My lot in life is much the same as it has always been.  I have been surrounded by my immediate family, always.  Even when there has been distance - physical or emotional - we are never far from each other.  

I have always been the child of six to do things a little differently - often against the warning of my family.  And, although I respect their opinions, I know that their choices and decisions and their way of doing things is not always the same for me.  

I have a long list in my head - all of the things that my family said "I told you so".  But, at the same time, they have always been there.  I have to discover on my own.  I also have to suck up my pride and ask for help when my plans don't hash out.  For them, my list is probably longer then they would like it to be.  For me, I know there are many things that I still didn't do - and, I wish I would have (and maybe still will).   My place on earth was meant to take this route of self discovery by trial and error, by being knocked down and getting back up.  My lot in life is to be the child that gave my Mom grey hair and go against my Dad's better advisement.  It has also given me Brayden, and now John.  My journey hasn't always been the typical route, but I eventually find my destination, sometimes it is just a bumpier path.  

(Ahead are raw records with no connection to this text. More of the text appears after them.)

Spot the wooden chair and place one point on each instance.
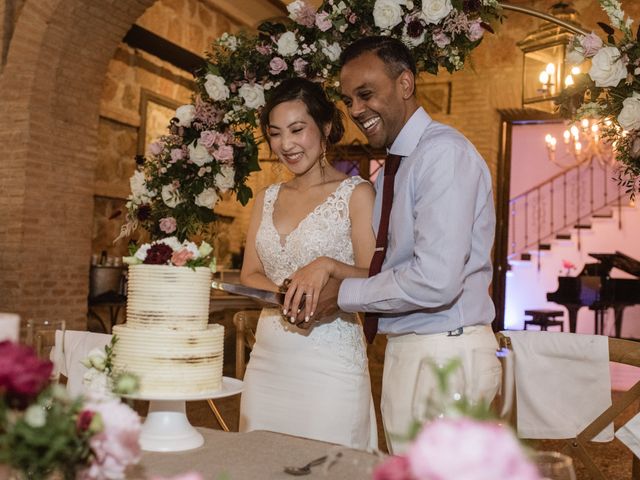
(246, 322)
(620, 351)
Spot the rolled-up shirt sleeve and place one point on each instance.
(445, 206)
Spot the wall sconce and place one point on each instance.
(545, 71)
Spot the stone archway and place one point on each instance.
(50, 92)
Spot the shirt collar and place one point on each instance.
(408, 138)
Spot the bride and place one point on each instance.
(308, 382)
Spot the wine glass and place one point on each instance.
(554, 466)
(439, 389)
(492, 382)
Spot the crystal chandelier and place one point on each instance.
(582, 143)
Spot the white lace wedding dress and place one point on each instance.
(315, 383)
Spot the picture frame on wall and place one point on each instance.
(156, 111)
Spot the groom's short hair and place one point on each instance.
(395, 54)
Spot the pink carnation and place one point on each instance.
(299, 66)
(117, 445)
(168, 224)
(224, 153)
(277, 65)
(323, 22)
(181, 257)
(461, 448)
(591, 44)
(394, 468)
(475, 31)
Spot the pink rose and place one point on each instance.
(176, 154)
(394, 468)
(264, 49)
(475, 31)
(155, 148)
(22, 374)
(323, 22)
(590, 44)
(168, 224)
(470, 449)
(181, 257)
(224, 153)
(300, 66)
(277, 65)
(441, 39)
(208, 138)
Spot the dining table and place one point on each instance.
(257, 455)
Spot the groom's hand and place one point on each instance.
(327, 305)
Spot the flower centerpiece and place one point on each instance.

From someone or somewhere I have this sense of dreaming big - I am convinced it is genetic - so, my parents can blame themselves! ; )  This lot, this life is all about doing and learning.  And, I am beyond happy.  

I owe most of it to my parents who has kept me grounded with values - but let me fly (even if they didn't want me to).  Deep down, I think they are proud of 'how' I am - and who I am becoming. 

 

My lot, my family, my choices have all helped to develop the person I am becoming - but, part of me has always just been me.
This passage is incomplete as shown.